Past

Surgical management of the axilla in older women with favorable clinically node-negative breast cancer has been widely debated in recent years. In 2016, the Society of Surgical Oncology’s Choosing Wisely Recommendations were published advising against sentinel node biopsy (SNB) in women older than aged 70 years with hormone receptor-positive (ER+/Her2−) invasive breast cancer. These guidelines were based on randomized trials that demonstrated a lack of survival benefit in performing axillary dissection as well as retrospective studies that revealed no difference in survival with SNB omission.1,2,3,4 However, implementation of this practice has been met with challenges because of concerns regarding potential undertreatment and fears of recurrence.
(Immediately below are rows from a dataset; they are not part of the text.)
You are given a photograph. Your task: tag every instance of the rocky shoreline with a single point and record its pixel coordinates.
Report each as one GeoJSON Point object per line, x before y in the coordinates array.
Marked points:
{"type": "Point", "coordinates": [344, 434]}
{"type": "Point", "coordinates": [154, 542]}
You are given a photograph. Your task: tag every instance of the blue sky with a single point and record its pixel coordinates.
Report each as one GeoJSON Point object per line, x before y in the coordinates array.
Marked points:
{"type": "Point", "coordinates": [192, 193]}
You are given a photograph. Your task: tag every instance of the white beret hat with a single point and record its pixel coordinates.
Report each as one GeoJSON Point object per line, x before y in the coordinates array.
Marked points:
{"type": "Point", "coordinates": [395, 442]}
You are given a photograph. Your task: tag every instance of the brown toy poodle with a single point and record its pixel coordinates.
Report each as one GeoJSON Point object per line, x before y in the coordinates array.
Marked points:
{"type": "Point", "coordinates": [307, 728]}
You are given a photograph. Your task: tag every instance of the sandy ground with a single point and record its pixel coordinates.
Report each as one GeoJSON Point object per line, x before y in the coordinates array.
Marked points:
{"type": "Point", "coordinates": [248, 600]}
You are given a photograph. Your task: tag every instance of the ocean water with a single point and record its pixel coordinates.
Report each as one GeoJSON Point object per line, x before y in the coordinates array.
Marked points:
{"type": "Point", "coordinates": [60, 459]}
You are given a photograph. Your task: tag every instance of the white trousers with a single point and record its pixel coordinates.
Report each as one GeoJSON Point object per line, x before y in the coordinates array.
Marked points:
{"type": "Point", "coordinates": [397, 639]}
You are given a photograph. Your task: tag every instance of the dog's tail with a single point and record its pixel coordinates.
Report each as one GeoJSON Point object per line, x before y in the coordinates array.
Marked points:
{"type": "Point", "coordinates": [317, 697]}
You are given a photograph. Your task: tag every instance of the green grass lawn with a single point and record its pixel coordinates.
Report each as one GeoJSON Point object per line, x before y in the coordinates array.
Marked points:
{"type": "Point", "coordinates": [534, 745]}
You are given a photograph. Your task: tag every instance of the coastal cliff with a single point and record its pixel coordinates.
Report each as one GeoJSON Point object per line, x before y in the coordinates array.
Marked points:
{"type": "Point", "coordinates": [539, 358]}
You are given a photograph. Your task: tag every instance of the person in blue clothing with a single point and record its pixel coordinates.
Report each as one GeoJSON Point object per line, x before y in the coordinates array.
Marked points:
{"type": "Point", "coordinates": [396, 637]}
Additionally, there is a paucity of prospective data specifically addressing the utility of sentinel node biopsy in this patient population.

Present

This single-institution, prospective study reports 3-year outcomes of 125 patients aged 65 years and older with clinical T1-2N0 ER+/Her2− invasive breast cancer treated with lumpectomy without SNB.5 Median age was 77 years, and median tumor size was 1 cm. Radiation therapy was performed in 29% of patients, and only 48% of patients were taking hormonal therapy at 2-year follow-up. Despite low utilization of adjuvant therapy, estimated 3-year outcomes were excellent with regional recurrence, disease-free survival, and overall survival rates of 98.2%, 91.2%, and 94.8%, respectively at median follow-up of 36.7 months. Noncompliance with hormonal therapy was the only factor on univariable analysis that was associated with any recurrence. This study provides prospective data that de-escalation of axillary surgery often is accompanied by de-escalation of adjuvant therapy and at 3 years is associated with low rates of recurrence or death. While this report was an interim analysis performed before reaching target accrual of 150, the findings thus far provide support for SNB omission in older patients with small ER+/Her2− tumors, although longer follow-up of more patients is critical to concluding the debate on this topic.

Future

With accumulation of prospective data on this surgical approach, greater acceptance of the Choosing Wisely guidelines should be expected. However, the lack of compliance with adjuvant therapies remains a concern. As new treatment strategies for ER+/Her2− breast cancer, such as CDK4/6 inhibitors, emerge, compliance with adjuvant therapy may change, and indications for SNB may need to be reassessed. More than ever, the multidisciplinary collaboration addressing the preferences and tolerability of therapies in this patient population is paramount.